**Introduction**

A rhombus is actually just a special type of parallelogram. Area calculations can be applied to them also. A rhombus has four equal sides and its diagonals bisect each other at right angles.In geometry, a rhombus or rhomb is a quadrilateral whose four sides all have the same length. The rhombus is often called a diamond, after the diamonds suit in playing cards, or a lozenge, though the latter sometimes refers specifically to a rhombus with a 45° angle.Every rhombus has two diagonals connecting opposite pairs of vertices and two pairs of parallel sides. Using congruent triangles, one can prove that the rhombus is symmetric across each of these diagonals.

**General representation of rhombus**

Where:

A,B,C,D are four sides

d1 and d2 are the diagonals.

**Properties**

1. Opposite angles of a rhombus have equal measure.

2. The two diagonals of a rhombus are perpendicular.

3. Diagonals of a rhombus bisect each other at right angles.
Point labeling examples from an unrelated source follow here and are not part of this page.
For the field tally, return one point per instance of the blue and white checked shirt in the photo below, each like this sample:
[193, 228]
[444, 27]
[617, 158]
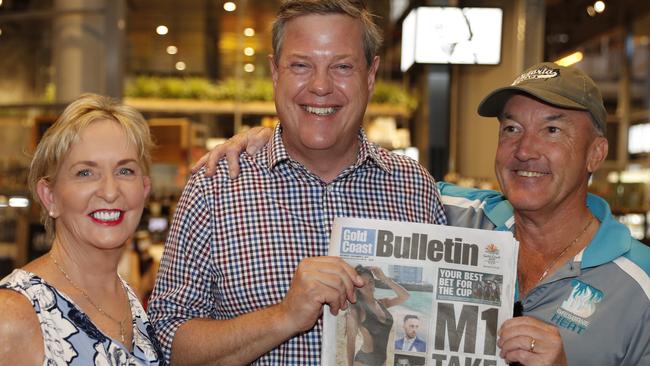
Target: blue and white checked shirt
[234, 244]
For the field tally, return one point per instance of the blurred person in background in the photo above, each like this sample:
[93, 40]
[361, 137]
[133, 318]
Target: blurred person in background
[70, 307]
[370, 318]
[583, 281]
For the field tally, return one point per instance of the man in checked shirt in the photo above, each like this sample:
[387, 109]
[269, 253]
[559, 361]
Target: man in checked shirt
[245, 275]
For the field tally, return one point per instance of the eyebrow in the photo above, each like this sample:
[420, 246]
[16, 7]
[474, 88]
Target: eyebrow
[550, 118]
[94, 164]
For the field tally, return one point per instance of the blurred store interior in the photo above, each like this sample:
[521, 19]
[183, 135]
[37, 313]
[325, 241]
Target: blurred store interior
[198, 71]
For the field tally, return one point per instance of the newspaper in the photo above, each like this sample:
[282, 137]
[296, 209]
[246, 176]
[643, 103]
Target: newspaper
[436, 296]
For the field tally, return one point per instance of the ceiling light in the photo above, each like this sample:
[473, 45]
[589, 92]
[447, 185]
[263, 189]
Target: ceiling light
[570, 60]
[162, 30]
[599, 6]
[18, 202]
[591, 11]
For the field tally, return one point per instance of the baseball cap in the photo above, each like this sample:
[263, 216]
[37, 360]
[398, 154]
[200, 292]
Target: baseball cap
[559, 86]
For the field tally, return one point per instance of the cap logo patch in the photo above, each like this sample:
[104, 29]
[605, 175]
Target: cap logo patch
[543, 72]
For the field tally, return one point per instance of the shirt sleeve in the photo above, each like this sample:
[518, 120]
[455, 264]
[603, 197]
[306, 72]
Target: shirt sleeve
[183, 289]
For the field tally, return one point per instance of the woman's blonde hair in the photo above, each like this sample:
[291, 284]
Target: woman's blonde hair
[57, 140]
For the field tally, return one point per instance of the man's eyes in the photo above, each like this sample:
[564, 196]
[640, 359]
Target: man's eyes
[84, 173]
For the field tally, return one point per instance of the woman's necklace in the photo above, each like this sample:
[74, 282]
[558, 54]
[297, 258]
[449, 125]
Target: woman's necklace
[557, 258]
[85, 295]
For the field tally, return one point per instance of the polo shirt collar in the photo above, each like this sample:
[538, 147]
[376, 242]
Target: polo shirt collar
[612, 238]
[368, 151]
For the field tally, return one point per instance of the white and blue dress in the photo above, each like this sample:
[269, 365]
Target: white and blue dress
[71, 338]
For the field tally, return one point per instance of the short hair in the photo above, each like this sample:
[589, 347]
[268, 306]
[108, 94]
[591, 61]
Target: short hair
[57, 140]
[410, 316]
[290, 9]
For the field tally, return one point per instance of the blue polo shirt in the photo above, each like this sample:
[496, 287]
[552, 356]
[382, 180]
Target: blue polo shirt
[599, 300]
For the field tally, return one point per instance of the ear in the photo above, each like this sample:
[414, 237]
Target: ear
[146, 181]
[46, 194]
[274, 71]
[597, 153]
[372, 74]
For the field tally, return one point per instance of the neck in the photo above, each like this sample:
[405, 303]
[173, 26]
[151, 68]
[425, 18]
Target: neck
[326, 164]
[93, 270]
[546, 233]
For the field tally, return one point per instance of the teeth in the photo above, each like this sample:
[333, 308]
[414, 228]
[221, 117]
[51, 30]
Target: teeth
[106, 215]
[320, 111]
[525, 173]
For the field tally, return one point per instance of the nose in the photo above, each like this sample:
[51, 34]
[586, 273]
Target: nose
[108, 188]
[320, 82]
[527, 147]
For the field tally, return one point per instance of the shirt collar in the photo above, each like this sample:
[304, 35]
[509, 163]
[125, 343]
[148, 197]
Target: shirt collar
[612, 238]
[368, 151]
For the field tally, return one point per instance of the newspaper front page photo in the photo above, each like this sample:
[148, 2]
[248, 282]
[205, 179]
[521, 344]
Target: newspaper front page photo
[433, 295]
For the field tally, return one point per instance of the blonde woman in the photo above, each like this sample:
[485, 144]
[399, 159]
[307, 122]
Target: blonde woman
[69, 307]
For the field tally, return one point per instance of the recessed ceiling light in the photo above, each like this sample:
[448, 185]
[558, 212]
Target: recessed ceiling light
[591, 11]
[599, 6]
[162, 30]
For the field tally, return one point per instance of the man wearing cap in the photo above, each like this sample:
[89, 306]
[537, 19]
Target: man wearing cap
[582, 279]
4. Diagonals of a rhombus bisect opposite angles

5. Square is special case of rhombus.

6.Any two consecutive internal angles are supplementary : they add up to 180 degrees.

angle A + angle B = 180 degrees

angle B + angle C = 180 degrees

angle C + angle D = 180 degrees

angle D + angle A = 180 degrees

**Area of rhombus**

Area of rhombus is identified by two methods:

**Base and height method:**The perpendicular distance from the chosen base to the opposite side.

Area=ba

Where:b is the length of the base

a is the altitude(Height)

**Diagonal method:**The area is half the product of the diagonals.

Area=d_{1}d_{2}/2

Where:d_{1} is the length of a diagonal

d_{2} is the length of the other diagonal

**Trignomentry**

Area=s^{2}sina

Where:s is the length of any side

a is any interior angle

sin is the sine function

**Perimeter:**It is the total distance around the outside.

Perimeter=4s

Where:S is the length of any one side

1) Find the area of rhombus when x=24 and y=12 cm?

Given: X=24cm and Y=12cm

Area=xy/2

24x12=288

Area=288/2=144cm^{2}